Daí a importância de não confundir “máquinas” com “técnica”.
Acredito que precisamos de aprender a amar as máquinas, desenvolver com elas uma “filia”, uma amizade.
Mas o que é o Apocalipse se não uma forma de impedir os outros de pensar, pois o medo não permite o diálogo, deixa-nos desmunidos perante as mudanças do Real.
Um óbice evidente é fazer a IA uma questão terminante, exigindo ser-se a favor ou ser contra. A IA e as suas máquinas relacionam-se com muitas outras, como as ligadas à energia ou à computação, bem como dispositivos históricos ligados ao trabalho, à guerra, à invenção, às artes, etc. É da criação de combinações mais potentes que tudo depende e é preciso intervir sobre as suas ligações, lutando contra as mais perigosas, as mais indignas, em favor de outras formas mais livres, justas ou belas.

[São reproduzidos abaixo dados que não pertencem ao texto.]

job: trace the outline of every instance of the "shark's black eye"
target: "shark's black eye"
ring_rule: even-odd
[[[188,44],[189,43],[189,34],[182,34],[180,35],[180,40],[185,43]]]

A obra de arte é sempre uma forma de abertura, porque tudo o que acontece tem a potência de transformar, de alterar o Real, seja em grande ou pequena escala. Se toda a coisa adicionada ao mundo tem um poder de alteração a arte é, acima de tudo, um trabalho que tem a alteração como substância necessária. Daí a necessidade libertá-la dos moralismos e da submissão a programas, pois é única forma de ação onde tudo pode ser possível.
Para mim é importante não ser abstrato, nem essencialista, nem totalizante.
Como disse Giordano Bruno, “pensar é especular com imagens”.
Para mim a constelação parece-me melhor porque respeita a empiricidade selvagem do real, consegue articular conceitos, objetos e imagens a partir da “imagem” que constitui, e que é sempre nova e única. A constelação é aquela que mais está atenta a algo que é essencial que são as ligações.”
José Bragança de Miranda, Entrevista de Joana Emídio Marques, no Observador.